Wednesday, July 17, 2024
Highlights 2News

At almost 100, Roly Armitage’s SecondWorld War memories remain vivid

In recognition of the 80th anniversary of D-Day, commemorated around the world on Thursday, THE EQUITY is pleased to publish this tribute to D-Day veteran Sergeant Armitage, who lived in Shawville with his family for many years while he worked as a veterinarian. Sergeant Rolly Armitage was to attend the D-Day ceremony at Juno Beach in France with his fellow veterans last week, but was unable to travel due to illness.
Armitage was, however, honoured in Prime Minister Justin Trudeau’s address to the veterans, in which he noted “Sergeant Armitage, who couldn’t be here with us today.”
This article, originally published by Veterans Affairs Canada, was forwarded to THE EQUITY by Roly’s son Mick.

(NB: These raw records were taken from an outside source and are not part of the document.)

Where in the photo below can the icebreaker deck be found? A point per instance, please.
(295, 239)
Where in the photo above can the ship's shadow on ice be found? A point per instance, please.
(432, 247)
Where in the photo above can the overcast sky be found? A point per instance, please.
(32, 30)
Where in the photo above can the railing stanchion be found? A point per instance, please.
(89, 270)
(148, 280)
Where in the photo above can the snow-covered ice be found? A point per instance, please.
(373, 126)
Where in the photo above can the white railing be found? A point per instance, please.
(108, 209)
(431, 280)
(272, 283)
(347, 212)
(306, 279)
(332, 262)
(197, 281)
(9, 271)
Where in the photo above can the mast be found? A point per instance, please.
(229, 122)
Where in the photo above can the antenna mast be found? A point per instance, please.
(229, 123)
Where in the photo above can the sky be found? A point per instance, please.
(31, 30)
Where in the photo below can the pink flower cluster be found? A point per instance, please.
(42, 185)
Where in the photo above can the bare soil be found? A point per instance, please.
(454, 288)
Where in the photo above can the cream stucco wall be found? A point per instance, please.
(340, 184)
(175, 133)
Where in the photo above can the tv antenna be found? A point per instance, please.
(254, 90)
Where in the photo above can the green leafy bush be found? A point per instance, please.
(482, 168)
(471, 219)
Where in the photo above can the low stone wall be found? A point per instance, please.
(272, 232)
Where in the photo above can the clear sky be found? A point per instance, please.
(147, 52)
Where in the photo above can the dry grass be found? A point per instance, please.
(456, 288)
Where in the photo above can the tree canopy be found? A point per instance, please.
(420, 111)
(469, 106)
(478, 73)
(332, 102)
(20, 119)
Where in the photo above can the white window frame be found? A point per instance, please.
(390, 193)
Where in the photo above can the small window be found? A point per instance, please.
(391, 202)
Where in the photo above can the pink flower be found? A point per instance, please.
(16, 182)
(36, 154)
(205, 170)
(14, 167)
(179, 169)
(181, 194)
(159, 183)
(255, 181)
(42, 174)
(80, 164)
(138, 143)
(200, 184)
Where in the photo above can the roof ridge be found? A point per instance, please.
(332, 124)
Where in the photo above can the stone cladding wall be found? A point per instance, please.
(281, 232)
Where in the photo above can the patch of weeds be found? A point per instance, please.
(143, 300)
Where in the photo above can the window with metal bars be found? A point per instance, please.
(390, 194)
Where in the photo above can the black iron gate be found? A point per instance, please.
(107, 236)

A glass jar of sand sits proudly displayed in the entrance of Roly Armitage’s room at Perley Health’s Rideau Veterans Residence in Ottawa. “D-Day sand Juno Beach,” is written on a yellow sticky note.
The grains of sand are a souvenir from a recent trip back to that infamous beach that the 99-year-old Second World War Veteran vividly remembers.
Armitage was 19 and fresh off his Ottawa family farm when he joined 14,000 Canadian soldiers who landed at Bernières-sur-Mer, France on D-Day, 6 June 1944. He remembers his wet feet and a pounding heart that day.
“It was just awful, everything was on fire, all of it,” he said.
Armitage is now in a wheelchair because his legs “just went to sleep” but feels like a spry “78-year-old on the top half.”
“I can remember everything,” he says.
He remembers the words “Roly, please remember me” his future wife wrote on a scrap of paper when he deployed with the army after lying about his age to enlist at 17.
He remembers the barge that transported he and his 5 Battery of the 3th Medium Regiment of the Royal Canadian Artillery close to that French shore in the second wave of Juno Beach landings as the Allies’ invaded Normandy.
He remembers the broken English of the boatload of German soldiers – captured as prisoners of war – waving, laughing and shouting “have a good time” as his boots filled with cold water from the English Channel.
He remembers the German shell explosion that took his left eardrum and his commanding officer – Lieutenant Roy Pattinson’s right arm.
He remembers Pattinson’s last words as they injected him with morphine.
“No, put it in my other arm, it hurts,” Pattison said before he died.
“He was only 25,” Armitage said.
He remembers the flames, the noise, the dirt, the chaos and the acute longing for home as these horrors unfolded in front of teenaged eyes.
“I was asking myself ‘why did I do this?’ I should have been home with my girlfriend,” he says.
He remembers the day he traded future multi-billionaire Freddie Heineken gas for beer outside a seaside Dutch hotel. And he can still recite the alphabet backwards, a skill he used to code secret messages—now stored as a long-term memory.
He vividly remembers the winter day he found two shivering Dutch children (a boy, about six and a girl, about three) caked in mud in a ditch near Eindhoven.
“They were weak and scared,” he remembers. He brought the children into his jeep and took them back to camp where they were cleaned and spoon-fed milk for days in the field kitchen.
Canadian soldiers were able to find the boy’s family but the girl’s mother had been imprisoned for fraternizing with the enemy. Her guardian aunt had been killed and she was completely alone. Once she had regained strength, nuns cared for her until she and her mother were reunited after the war.
When the war ended Armitage came back to Canada, married, raised a family of four, became a veterinarian, raised and trained standardbred horses, became Mayor of his township, wrote three books about the war and was named “Ottawa’s most interesting man” by local media.
It was a good life, he said, but his memories of that little Dutch girl in the ditch lingered. On one of his many trips back to the Netherlands, he shared the story with a Dutch reporter. Sonja Jobes, now in her 80s and living in the U.S. recognized herself in that newspaper story. She travelled to Ottawa in 2023 to meet Armitage—and to thank him.
He was also able to find Roy Pattinson’s niece too, and, over a lengthy video call, shared her uncle’s final moments. All she and her family had ever known was that he was killed in action.
“I told her everything,” he said, his voice trailing off.
“She and I became very good friends after that.”
Roly Armitage will be 100 years old on 8 February 2025.